General Land Exchange Act of 1922
- Long title: An Act to consolidate national forest lands by authorizing exchanges of lands or interests therein.
- Enacted by: the 67th United States Congress

Citations
- Public law: Pub. L. 67–173
- Statutes at Large: 42 Stat. 465

Codification
- Acts amended: Communications Act of 1934
- U.S.C. sections created: 16 U.S.C. §§ 485–486

Legislative history
- Introduced in the Senate and House (as separate bills) as S. 2993 / H.R. 9047; Signed into law by President Warren G. Harding on March 20, 1922;

= General Land Exchange Act of 1922 =

Federal law

The General Land Exchange Act of 1922 (16 U.S.C. 485, 486) was signed into law by President of the United States Warren G. Harding on March 20, 1922
This act allowed the U.S. Forest Service to consolidate its holdings in national forests where a large percentage of private lands were intermingled with forest lands.
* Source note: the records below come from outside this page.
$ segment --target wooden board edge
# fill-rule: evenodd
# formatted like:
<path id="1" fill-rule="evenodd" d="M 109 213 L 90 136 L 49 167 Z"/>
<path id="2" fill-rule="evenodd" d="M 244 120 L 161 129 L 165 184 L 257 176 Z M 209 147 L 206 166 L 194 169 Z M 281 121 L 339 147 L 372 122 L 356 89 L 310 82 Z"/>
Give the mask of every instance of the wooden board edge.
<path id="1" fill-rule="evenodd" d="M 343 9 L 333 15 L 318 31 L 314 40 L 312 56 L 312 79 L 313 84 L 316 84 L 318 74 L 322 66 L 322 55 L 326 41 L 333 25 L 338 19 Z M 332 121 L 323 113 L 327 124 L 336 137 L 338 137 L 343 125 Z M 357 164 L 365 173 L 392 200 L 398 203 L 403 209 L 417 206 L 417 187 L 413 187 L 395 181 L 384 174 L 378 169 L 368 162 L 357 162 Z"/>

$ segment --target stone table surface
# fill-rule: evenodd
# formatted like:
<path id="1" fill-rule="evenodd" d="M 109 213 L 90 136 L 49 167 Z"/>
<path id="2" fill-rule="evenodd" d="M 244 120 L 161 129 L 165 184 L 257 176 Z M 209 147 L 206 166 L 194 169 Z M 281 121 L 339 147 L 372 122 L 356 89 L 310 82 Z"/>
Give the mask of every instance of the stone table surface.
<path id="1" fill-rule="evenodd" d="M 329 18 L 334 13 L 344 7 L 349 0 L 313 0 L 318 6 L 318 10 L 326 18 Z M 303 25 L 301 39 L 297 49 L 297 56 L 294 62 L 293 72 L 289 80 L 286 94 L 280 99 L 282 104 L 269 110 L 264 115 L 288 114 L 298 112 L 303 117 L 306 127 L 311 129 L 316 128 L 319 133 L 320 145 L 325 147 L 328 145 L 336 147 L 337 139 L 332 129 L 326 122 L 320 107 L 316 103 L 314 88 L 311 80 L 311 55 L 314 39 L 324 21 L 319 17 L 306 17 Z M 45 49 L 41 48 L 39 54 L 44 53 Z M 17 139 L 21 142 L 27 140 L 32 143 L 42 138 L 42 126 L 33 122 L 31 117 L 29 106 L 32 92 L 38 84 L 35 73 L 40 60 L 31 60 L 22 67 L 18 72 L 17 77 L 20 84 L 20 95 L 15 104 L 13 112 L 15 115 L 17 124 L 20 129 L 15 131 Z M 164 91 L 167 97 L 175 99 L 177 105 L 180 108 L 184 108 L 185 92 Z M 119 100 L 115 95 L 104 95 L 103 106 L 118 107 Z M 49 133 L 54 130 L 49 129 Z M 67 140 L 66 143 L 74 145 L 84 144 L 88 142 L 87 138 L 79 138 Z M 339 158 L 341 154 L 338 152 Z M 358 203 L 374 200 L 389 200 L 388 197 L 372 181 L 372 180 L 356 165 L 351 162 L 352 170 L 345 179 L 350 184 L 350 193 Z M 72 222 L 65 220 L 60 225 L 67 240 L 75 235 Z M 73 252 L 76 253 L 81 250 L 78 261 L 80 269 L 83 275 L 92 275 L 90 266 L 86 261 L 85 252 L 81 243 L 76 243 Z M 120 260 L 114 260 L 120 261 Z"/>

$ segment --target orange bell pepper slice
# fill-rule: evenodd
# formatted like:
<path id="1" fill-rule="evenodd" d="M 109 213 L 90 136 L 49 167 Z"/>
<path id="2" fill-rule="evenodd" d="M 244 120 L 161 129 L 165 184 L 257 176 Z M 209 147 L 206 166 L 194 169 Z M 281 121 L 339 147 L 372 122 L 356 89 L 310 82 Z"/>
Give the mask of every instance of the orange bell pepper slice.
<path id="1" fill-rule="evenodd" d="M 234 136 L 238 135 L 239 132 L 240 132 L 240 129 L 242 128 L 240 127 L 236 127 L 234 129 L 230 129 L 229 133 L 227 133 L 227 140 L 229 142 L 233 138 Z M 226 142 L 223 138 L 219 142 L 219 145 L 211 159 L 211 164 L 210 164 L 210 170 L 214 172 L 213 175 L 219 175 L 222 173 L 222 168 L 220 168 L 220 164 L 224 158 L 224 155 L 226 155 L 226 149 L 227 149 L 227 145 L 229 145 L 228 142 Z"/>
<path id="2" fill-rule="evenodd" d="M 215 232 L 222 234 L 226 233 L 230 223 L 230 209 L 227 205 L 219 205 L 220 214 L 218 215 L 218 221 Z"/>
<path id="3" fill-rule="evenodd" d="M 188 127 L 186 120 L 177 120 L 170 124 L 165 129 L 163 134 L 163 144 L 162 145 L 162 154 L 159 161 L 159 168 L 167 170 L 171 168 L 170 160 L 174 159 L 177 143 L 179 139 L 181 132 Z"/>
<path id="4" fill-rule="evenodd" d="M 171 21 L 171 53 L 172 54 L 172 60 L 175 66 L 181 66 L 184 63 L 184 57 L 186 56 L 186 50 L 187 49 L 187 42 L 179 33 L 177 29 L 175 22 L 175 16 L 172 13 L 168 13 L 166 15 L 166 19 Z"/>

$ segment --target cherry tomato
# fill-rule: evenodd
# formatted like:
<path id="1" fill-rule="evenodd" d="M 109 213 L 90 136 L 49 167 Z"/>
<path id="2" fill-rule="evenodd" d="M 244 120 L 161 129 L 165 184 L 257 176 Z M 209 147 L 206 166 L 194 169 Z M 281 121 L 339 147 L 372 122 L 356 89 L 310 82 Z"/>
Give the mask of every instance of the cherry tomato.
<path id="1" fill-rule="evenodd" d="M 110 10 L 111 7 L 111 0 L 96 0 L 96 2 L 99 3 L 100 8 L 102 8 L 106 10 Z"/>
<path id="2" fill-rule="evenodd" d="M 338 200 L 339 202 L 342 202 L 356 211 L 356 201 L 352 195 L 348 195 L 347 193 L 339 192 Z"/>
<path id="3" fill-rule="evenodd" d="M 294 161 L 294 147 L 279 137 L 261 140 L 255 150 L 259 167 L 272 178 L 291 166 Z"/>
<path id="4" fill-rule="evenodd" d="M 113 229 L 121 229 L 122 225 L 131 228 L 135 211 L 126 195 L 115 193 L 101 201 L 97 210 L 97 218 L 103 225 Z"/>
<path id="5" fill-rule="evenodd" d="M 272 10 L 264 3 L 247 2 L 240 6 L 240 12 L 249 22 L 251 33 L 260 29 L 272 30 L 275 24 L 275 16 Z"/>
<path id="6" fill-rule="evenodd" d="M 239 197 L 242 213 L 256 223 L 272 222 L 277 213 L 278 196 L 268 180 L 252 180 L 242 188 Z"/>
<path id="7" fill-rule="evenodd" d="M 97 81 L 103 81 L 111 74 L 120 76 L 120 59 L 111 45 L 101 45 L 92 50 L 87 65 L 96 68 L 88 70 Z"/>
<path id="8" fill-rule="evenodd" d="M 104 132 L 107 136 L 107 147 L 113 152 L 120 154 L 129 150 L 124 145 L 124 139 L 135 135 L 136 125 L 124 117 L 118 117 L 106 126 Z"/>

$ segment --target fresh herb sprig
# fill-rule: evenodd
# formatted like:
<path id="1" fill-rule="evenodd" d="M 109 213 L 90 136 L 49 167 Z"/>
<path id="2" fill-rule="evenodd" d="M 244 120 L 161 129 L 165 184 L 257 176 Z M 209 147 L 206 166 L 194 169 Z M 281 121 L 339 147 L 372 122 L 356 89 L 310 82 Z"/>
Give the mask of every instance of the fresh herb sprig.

It made possible the exchange of inholdings within national forests for private lands of equal value and within the same state.

This act also made for better management and administration in accordance with future planning initiatives because the process of a mutually desirable exchange was greatly simplified by this legislation to a matter of just signing papers.

Chief Forester William B. Greeley predicted in 1922 that "this law would probably be regarded as one of the half-dozen most important laws affecting the National Forests."